Historic site in Roanoke, Virginia, US

Mount Moriah Baptist Church and Cemetery is a historic African-American Baptist church and cemetery located at Roanoke, Virginia. It was built about 1908, and is a small, one-story, rectangular frame church sheathed in weatherboard. It consists of a main sanctuary, a front vestibule, and a rear chancel bay. The frame building sits on a raised foundation of uncoursed fieldstones. The associated burial ground contains over 100 interments from the 1870s through the present.

It was listed on the National Register of Historic Places in 1994.

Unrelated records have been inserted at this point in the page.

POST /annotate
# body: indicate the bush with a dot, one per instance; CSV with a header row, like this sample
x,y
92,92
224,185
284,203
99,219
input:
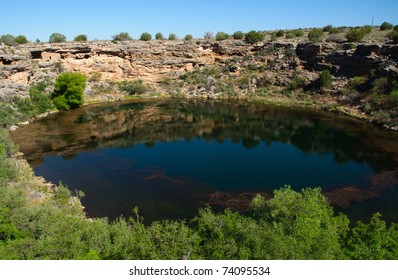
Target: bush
x,y
355,35
7,40
221,36
57,38
325,79
68,92
80,38
146,36
133,88
280,33
188,37
122,36
393,35
172,37
315,35
386,26
253,37
238,35
208,35
21,39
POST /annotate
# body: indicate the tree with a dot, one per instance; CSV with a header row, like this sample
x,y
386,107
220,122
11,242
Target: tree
x,y
325,79
208,35
57,38
253,37
80,38
68,91
315,35
21,39
188,37
146,36
122,36
386,26
221,36
238,35
355,35
172,37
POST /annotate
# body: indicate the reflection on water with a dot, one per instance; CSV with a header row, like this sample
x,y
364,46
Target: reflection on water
x,y
171,157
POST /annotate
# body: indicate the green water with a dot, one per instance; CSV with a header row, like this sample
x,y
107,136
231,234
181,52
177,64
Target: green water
x,y
171,157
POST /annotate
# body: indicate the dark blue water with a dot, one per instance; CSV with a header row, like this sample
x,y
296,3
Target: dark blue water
x,y
169,158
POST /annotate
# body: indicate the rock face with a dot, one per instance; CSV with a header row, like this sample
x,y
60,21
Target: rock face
x,y
154,60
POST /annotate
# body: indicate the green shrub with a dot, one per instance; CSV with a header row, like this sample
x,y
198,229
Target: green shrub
x,y
80,38
221,36
280,33
188,37
355,35
393,35
7,40
386,26
68,92
122,36
21,39
315,35
208,35
146,37
238,35
172,37
42,102
325,79
57,38
253,37
133,88
298,82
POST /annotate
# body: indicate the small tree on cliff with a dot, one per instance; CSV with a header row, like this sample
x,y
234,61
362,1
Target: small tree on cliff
x,y
57,38
68,91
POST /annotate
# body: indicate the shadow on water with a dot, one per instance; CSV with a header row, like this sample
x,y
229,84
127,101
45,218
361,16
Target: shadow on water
x,y
171,157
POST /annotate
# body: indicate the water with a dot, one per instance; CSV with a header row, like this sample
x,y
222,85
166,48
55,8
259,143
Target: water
x,y
169,158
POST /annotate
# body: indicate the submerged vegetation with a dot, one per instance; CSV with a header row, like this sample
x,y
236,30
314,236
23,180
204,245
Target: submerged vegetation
x,y
291,225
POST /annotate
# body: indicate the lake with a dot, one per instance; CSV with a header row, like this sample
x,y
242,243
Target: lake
x,y
171,157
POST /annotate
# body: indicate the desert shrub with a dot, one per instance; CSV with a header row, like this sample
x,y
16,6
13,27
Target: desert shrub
x,y
21,39
208,35
133,88
393,35
325,79
122,36
146,36
220,36
253,37
7,40
355,35
80,38
315,35
172,37
280,33
188,37
238,35
68,91
298,82
386,26
57,38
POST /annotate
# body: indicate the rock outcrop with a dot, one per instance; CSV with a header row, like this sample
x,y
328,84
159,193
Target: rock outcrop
x,y
154,60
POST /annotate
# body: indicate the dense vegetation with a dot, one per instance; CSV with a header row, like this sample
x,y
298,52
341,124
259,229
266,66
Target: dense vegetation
x,y
68,91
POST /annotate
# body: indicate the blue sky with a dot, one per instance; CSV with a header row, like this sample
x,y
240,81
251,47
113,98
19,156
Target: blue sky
x,y
100,19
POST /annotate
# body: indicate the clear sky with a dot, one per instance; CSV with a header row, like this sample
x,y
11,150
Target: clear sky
x,y
100,19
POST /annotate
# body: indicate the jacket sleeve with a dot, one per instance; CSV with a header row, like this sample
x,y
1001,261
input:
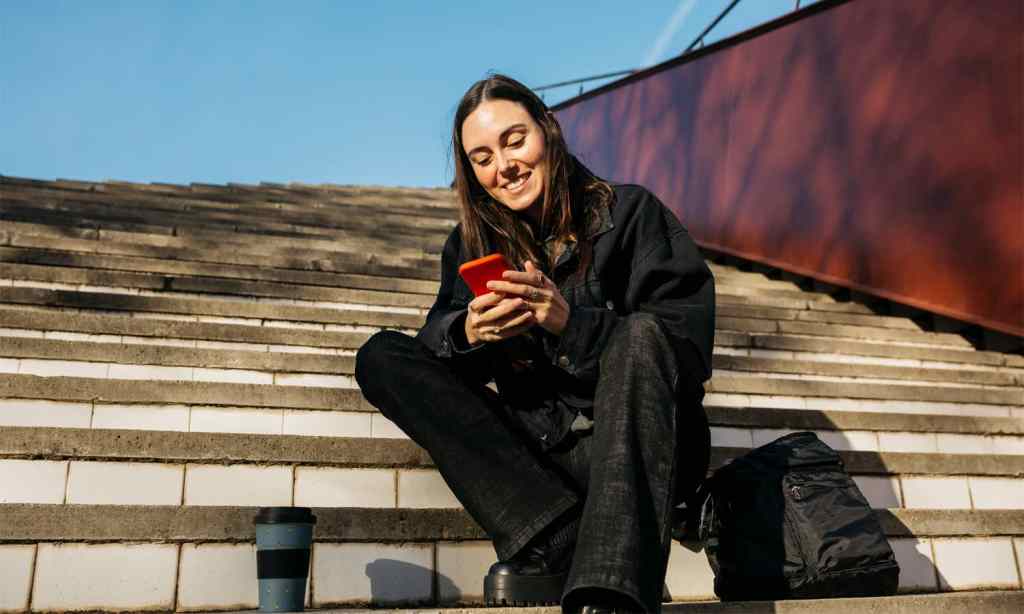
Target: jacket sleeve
x,y
443,332
667,276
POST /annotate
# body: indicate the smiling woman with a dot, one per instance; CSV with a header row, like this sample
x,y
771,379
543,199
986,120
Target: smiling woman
x,y
599,347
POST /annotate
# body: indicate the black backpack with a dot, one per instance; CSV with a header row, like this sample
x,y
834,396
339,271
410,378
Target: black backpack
x,y
785,521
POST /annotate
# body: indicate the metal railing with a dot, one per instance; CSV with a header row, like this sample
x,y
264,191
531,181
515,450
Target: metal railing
x,y
698,42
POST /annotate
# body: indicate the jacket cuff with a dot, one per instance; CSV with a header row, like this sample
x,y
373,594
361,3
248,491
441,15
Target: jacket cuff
x,y
455,335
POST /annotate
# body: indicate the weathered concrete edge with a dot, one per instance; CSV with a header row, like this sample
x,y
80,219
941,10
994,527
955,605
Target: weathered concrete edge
x,y
41,522
176,446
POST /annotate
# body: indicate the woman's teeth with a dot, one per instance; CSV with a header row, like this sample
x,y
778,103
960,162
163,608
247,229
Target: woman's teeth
x,y
517,183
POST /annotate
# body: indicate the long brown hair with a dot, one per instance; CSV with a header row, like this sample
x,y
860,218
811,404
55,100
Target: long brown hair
x,y
488,226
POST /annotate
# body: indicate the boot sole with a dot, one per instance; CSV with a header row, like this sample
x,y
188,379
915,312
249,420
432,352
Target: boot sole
x,y
508,589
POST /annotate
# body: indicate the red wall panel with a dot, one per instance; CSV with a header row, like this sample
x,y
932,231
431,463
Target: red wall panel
x,y
870,143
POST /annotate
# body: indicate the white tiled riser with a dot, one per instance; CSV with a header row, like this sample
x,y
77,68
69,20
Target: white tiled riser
x,y
209,419
855,380
98,482
203,296
180,343
196,419
61,576
112,370
79,368
846,404
879,441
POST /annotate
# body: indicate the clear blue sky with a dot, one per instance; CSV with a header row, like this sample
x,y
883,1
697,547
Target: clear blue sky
x,y
322,92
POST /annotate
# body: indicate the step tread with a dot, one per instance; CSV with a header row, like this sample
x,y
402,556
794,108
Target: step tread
x,y
30,522
114,352
176,446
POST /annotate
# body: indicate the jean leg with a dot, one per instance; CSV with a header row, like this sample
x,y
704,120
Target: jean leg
x,y
502,480
635,455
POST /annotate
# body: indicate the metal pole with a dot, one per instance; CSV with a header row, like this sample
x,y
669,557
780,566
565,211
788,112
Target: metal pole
x,y
700,36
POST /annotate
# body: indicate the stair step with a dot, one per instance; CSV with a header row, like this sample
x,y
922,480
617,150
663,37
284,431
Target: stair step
x,y
189,393
1000,602
223,523
757,364
828,346
777,313
281,247
171,305
282,206
212,286
141,330
256,271
349,262
354,550
119,466
179,217
110,349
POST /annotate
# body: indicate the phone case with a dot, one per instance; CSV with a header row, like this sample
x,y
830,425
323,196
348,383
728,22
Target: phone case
x,y
477,272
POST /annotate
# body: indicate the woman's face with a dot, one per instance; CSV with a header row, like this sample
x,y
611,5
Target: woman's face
x,y
507,151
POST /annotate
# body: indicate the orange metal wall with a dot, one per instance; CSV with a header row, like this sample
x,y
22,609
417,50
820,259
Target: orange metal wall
x,y
871,143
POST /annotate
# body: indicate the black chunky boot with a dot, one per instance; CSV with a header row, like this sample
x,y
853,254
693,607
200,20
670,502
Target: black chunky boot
x,y
537,574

Outside the entrance to the church is an historical marker that reads: "Mount Moriah Baptist Church. K-99. The members of Mount Moriah Baptist Church belong to one of the region's earliest African American congregations, originating in a Sunday school for slaves established in the mid-1800s by Dr. Charles L. Cocke, founder of Hollins College. The group gained permission in 1858 to build its first church. The present church, the congregation's third, was built about 1908. It was added to the National Register of Historic Places and the Virginia Landmarks Register in 1994. The nearby cemetery was expanded from a former slave burial ground."

"There are many unmarked graves at this location. The listing of names is complete as of 19 June 2007."

Recent upgrades in the church property included a new paved driveway from the City of Roanoke, and new kitchen and bathroom facilities, donated by local churches, individuals and organizations.